What I read here is, to me, normal night out behaviour by the image absorbed and materialistic young in our sophisticated, modern, supposedly more educated world. My observation of behaviour around the Surfers Paradise nightclub strip is that, with the young party set, ready aggression and extreme violence bubble permanently just below the surface. It appears to me they regard getting falling down blind and having a violent blue is a normal result for a night out. You see it both in the street outside the clubs and when they are all jammed together inside. The streets have reasonably visible coppers walking through in their yellow safety vests but they are pretty ineffectual because they must let a lot of confrontational stuff go through to the keeper, for fear of getting a belting themselves I suspect. Or a bad staff report from their social worker chiefs. As an older, big bloke I can usually move through it all undisturbed (avoid the stumbling drunks, present no obvious challenge because of the age) but while I sit with my wife for coffee I can readily see the makings of swift retribution for any imagined slight.

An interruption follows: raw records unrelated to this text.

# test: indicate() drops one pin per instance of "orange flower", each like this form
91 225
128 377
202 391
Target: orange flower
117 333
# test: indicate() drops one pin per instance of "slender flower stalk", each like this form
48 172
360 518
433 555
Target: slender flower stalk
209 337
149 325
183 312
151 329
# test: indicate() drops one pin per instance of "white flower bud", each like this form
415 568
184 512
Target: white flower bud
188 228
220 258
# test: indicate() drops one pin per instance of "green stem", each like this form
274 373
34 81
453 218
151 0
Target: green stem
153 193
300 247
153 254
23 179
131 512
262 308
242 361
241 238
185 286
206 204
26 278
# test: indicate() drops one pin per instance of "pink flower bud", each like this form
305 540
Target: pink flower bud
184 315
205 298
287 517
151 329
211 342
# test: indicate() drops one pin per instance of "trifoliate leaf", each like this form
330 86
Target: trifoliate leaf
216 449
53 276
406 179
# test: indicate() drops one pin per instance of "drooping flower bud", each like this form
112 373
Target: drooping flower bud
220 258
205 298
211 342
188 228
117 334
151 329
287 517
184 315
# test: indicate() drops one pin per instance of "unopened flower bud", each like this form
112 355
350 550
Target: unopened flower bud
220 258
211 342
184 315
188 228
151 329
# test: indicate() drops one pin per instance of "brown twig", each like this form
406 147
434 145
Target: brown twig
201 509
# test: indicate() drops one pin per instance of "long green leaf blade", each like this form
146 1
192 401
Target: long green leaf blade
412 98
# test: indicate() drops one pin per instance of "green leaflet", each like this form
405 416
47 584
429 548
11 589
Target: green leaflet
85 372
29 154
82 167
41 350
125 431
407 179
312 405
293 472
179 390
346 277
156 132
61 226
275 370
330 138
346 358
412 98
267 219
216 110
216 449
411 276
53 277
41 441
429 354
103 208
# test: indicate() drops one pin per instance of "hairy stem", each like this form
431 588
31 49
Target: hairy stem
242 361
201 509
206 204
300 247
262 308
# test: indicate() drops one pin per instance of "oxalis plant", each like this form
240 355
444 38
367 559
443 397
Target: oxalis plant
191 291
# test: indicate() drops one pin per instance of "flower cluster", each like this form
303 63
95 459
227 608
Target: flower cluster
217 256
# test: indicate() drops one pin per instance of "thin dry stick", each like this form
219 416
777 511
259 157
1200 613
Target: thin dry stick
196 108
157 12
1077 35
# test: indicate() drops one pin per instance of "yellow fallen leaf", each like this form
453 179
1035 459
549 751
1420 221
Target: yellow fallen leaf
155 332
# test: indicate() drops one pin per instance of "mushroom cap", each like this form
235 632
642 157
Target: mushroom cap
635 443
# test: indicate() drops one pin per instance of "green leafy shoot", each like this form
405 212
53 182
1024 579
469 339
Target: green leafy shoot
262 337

The scuffles we see involve the worst fighting habits - running in unsighted, putting the slipper in, king hits, restraining arms so your mate can have a free go and the like. The brave young fellas would not last a single round in the ring. The women / girls are just as aggressive as the fellas, too. Some ambo friends tell us the reported drink spiking is more often camouflage for binge drinking early in the night, to avoid parental rebuke. When the cops intervene it becomes an instant sideshow for the whole street - a screaming, baiting crowd forms, usually with some shrill young women demanding to be heard as self appointed legal counsel for the captives. The too well behaved cops are on a hiding to nothing. The cops tell us that, later on, Mummy and Daddy turn up in denial with threats to complain about them to the local member. I know it is an entirely intimidating and confronting environment for the timid or reluctant passer by. I have watched these conditions deteriorate over a couple of decades - it is not imagined and it is vastly different to what I witnessed as an active young bloke. I do recall the persuasive impact of a couple of big crown sergeants, with their big young apprentices, growling at us fools to get out of it, now!

2009-06-29T22:32:30+00:00

Roman

Guest


i feel for an unnamed friend of mine who plays in the NRL. He is one of the nicest guys I have ever known and definitely not one like these tools beating women etc, however in my opinion rugby league is on its last legs. it is dying - even origin was a snoozefest. these idiots need to grow the **** up and realise they arent the untouchable celebrities they think they are

2009-06-29T16:38:42+00:00

MarkH

Guest


I hate to say it but there is little anyone can do. These guys just dont get it. If a woman hits you in a bar go to security. Thats what they get paid for. Any man who feels that hitting a woman is fine is a joke and a coward. No matter about the sport, it is un-called for as a man to do something like that. I supported RL ever since my dad took me to to see Manly play Balmain at Brooky in 1977. Fitler is an idiot supported by a code that for mine is finished. Im over it. I will never allow my company to support that sport. Im done. Women walk around constantly scared of men from all forms of assault. If that were my sister / girlfriend etc. Id go looking for these two clowns. I know their faces. They dont know mine.